J Comput Biol. 2003;10(3-4):373-84. doi: 10.1089/10665270360688075.
This paper concerns the discovery of patterns in gene expression matrices, in which each element gives the expression level of a given gene in a given experiment. Most existing methods for pattern discovery in such matrices are based on clustering genes by comparing their expression levels in all experiments, or clustering experiments by comparing their expression levels for all genes. Our work goes beyond such global approaches by looking for local patterns that manifest themselves when we focus simultaneously on a subset G of the genes and a subset T of the experiments. Specifically, we look for order-preserving submatrices (OPSMs), in which the expression levels of all genes induce the same linear ordering of the experiments (we show that the OPSM search problem is NP-hard in the worst case). Such a pattern might arise, for example, if the experiments in T represent distinct stages in the progress of a disease or in a cellular process and the expression levels of all genes in G vary across the stages in the same way. We define a probabilistic model in which an OPSM is hidden within an otherwise random matrix. Guided by this model, we develop an efficient algorithm for finding the hidden OPSM in the random matrix. In data generated according to the model, the algorithm recovers the hidden OPSM with a very high success rate. Application of the methods to breast cancer data seem to reveal significant local patterns.
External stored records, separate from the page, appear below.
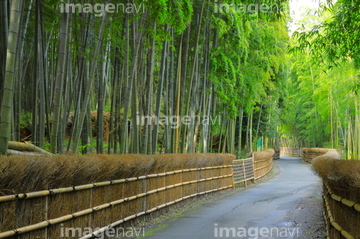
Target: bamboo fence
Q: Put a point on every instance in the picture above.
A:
(342, 216)
(291, 152)
(107, 204)
(251, 169)
(311, 153)
(341, 194)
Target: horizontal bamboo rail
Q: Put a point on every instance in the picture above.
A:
(88, 211)
(244, 172)
(99, 184)
(14, 147)
(115, 224)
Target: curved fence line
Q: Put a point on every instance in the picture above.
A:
(104, 203)
(328, 215)
(115, 224)
(88, 211)
(45, 193)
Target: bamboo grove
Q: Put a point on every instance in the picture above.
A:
(175, 76)
(323, 88)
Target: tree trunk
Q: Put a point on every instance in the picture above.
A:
(6, 104)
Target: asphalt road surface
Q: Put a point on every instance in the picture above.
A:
(286, 206)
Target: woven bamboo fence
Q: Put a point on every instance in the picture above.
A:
(310, 153)
(291, 152)
(243, 170)
(341, 194)
(251, 169)
(155, 182)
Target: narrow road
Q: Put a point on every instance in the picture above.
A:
(288, 205)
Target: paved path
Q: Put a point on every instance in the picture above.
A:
(272, 209)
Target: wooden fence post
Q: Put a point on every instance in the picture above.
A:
(253, 160)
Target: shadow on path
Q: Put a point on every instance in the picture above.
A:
(288, 205)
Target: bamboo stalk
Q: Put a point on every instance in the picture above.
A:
(25, 146)
(88, 211)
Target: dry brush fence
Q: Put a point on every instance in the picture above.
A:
(341, 193)
(40, 194)
(259, 165)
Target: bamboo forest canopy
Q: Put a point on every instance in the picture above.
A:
(175, 76)
(323, 89)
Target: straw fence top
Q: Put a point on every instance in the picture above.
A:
(20, 173)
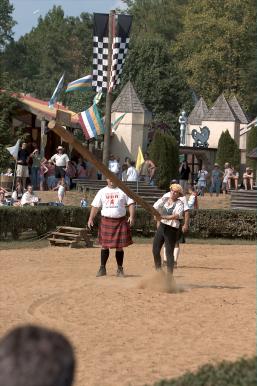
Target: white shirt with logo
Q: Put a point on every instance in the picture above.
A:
(60, 159)
(113, 202)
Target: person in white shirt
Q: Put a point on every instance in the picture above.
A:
(114, 228)
(132, 174)
(114, 165)
(60, 159)
(171, 210)
(29, 198)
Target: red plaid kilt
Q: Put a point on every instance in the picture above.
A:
(114, 232)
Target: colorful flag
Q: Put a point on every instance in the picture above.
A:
(80, 84)
(140, 159)
(116, 123)
(91, 122)
(56, 92)
(13, 150)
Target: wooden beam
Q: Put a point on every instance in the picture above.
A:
(86, 154)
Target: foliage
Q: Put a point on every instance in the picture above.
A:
(164, 153)
(251, 143)
(228, 151)
(204, 223)
(6, 22)
(217, 49)
(239, 373)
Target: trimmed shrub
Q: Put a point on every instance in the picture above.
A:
(239, 373)
(204, 223)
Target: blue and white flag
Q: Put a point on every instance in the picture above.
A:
(56, 92)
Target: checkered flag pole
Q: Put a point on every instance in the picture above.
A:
(120, 44)
(100, 52)
(119, 48)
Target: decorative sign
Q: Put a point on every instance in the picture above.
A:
(202, 137)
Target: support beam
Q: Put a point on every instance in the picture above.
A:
(86, 154)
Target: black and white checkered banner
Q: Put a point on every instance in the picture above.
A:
(121, 30)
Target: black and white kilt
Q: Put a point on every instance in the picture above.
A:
(114, 233)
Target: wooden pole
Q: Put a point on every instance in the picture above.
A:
(85, 153)
(108, 107)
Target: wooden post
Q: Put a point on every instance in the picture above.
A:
(85, 153)
(108, 107)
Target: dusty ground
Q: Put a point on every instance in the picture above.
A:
(126, 331)
(73, 198)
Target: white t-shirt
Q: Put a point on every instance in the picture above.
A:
(183, 199)
(113, 202)
(132, 174)
(114, 166)
(60, 159)
(166, 209)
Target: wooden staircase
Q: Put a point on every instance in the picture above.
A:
(70, 236)
(244, 199)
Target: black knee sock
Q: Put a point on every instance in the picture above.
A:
(104, 256)
(119, 258)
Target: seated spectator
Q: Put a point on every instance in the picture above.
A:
(8, 173)
(3, 201)
(50, 175)
(17, 193)
(29, 198)
(124, 169)
(248, 178)
(132, 174)
(36, 356)
(233, 175)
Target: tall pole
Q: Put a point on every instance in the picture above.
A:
(108, 107)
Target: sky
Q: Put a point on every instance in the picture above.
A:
(27, 12)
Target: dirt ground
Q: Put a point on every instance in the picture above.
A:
(127, 331)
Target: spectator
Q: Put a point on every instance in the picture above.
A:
(8, 173)
(3, 201)
(147, 170)
(43, 169)
(202, 176)
(124, 169)
(22, 172)
(227, 171)
(60, 160)
(132, 174)
(216, 175)
(50, 175)
(61, 190)
(36, 356)
(114, 166)
(233, 175)
(248, 178)
(184, 171)
(36, 163)
(17, 193)
(29, 198)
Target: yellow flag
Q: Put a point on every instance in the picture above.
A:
(140, 159)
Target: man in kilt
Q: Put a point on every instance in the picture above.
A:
(114, 229)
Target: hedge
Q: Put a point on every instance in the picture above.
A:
(239, 373)
(204, 223)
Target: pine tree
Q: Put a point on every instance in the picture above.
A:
(164, 153)
(251, 143)
(228, 151)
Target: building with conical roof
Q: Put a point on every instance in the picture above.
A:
(132, 131)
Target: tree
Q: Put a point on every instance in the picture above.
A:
(228, 151)
(165, 154)
(6, 23)
(217, 49)
(251, 143)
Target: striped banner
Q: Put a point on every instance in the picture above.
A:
(80, 84)
(91, 122)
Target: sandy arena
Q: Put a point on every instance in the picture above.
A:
(126, 331)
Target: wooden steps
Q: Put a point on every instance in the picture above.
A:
(70, 236)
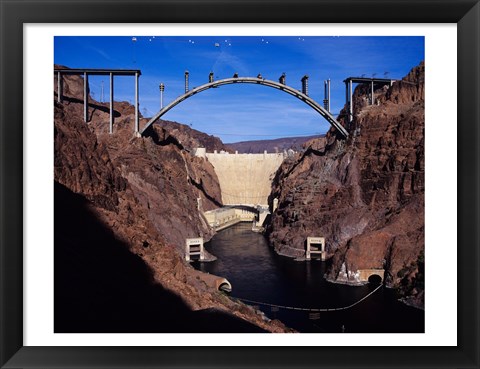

本文关注基因表达矩阵中模式的发现,其中每个元素给出给定基因在给定实验中的表达水平。大多数现有的在此类矩阵中发现模式的方法是基于通过比较所有实验中基因的表达水平来对基因进行聚类,或者通过比较所有基因的表达水平来对实验进行聚类。我们的工作超越了此类全局方法,通过寻找当我们同时关注基因的一个子集G和实验的一个子集T时出现的局部模式。具体而言,我们寻找保序子矩阵(OPSM),其中所有基因的表达水平诱导实验的相同线性排序(我们表明在最坏情况下OPSM搜索问题是NP难的)。例如,如果T中的实验代表疾病进展或细胞过程中的不同阶段,并且G中所有基因的表达水平以相同方式在各阶段变化,就可能出现这样的模式。我们定义一个概率模型,其中一个OPSM隐藏在一个其他方面随机的矩阵中。在这个模型的指导下,我们开发了一种在随机矩阵中找到隐藏OPSM的有效算法。在根据该模型生成的数据中,该算法以非常高的成功率恢复隐藏的OPSM。将这些方法应用于乳腺癌数据似乎揭示了显著的局部模式。